Clarifai offers a wide range of CV software capabilities, services, and support capabilities for technology buyers looking to build, customize, and deploy CV across a global footprint. Clarifai’s strategy and vision center on the premise of helping customers realize the simplest, most efficient path to derive AI insights and business value from unstructured data modalities including images, videos, text, and audio. Clarifai accomplishes this through its fully integrated AI platform that aims to bridge the components of the ML life cycle to facilitate customer use, adoption, and scale. Clarifai’s development and product team continue to invest to help prioritize and validate which cutting AI edge and usability features should be incorporated into its customer offerings, alongside more typical essential and advanced CV platform capabilities. Some examples of this are the automation and AutoML capabilities integrated into its Scribe Label product for CV annotation; its Spacetime Search product that can index and configure searches across a customer’s portfolio of unstructured images, videos, and document data; its extensive Model Gallery of pretrained models that can be used as is or customized by customers (aka Clarifai’s Community); and its Flare Edge product that simplifies the optimization, deployment, and management of CV inferencing at the edge. 

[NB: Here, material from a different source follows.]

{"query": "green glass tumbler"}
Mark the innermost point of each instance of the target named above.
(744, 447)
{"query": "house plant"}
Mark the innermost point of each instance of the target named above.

Clarifai’s platform includes thoughtful consideration for maximizing the efficiency of multiple customer profiles whether it be a no-code interface for line-of-business and nontechnical users, a low-code interface for developers, or a fully customizable interface for an organization’s data scientists and ML engineers. These capabilities and interfaces even hold true for ancillary support features including a drag-and-drop workflow tool (Mesh Workflows) that enables customers to build composite model workflows to address complex use cases and scenarios via a drag-and-drop interface.


  • Hardened platform. Clarifai’s demonstrated success working with government and defense agencies on mission-critical CV use cases has hardened the company’s platform to extend to a broad range of use case requirements. Clarifai’s platform architecture and experience also enable the company’s customers to apply/obtain/retain certain regulatory certifications.
  • Nontechnical user interface. Clarifai’s low-code and no-code interface remain one of the most intuitive and flexible offerings examined by IDC in this study. Clarifai’s workflow capabilities to build complex, composite model scenarios are particularly noteworthy.
  • Forensic data search. Clarifai’s platform includes strong capabilities for image and video asset searching and metadata tagging. This is an increasingly in-demand customer feature, especially for domains and use cases that require access to extensive video footage libraries.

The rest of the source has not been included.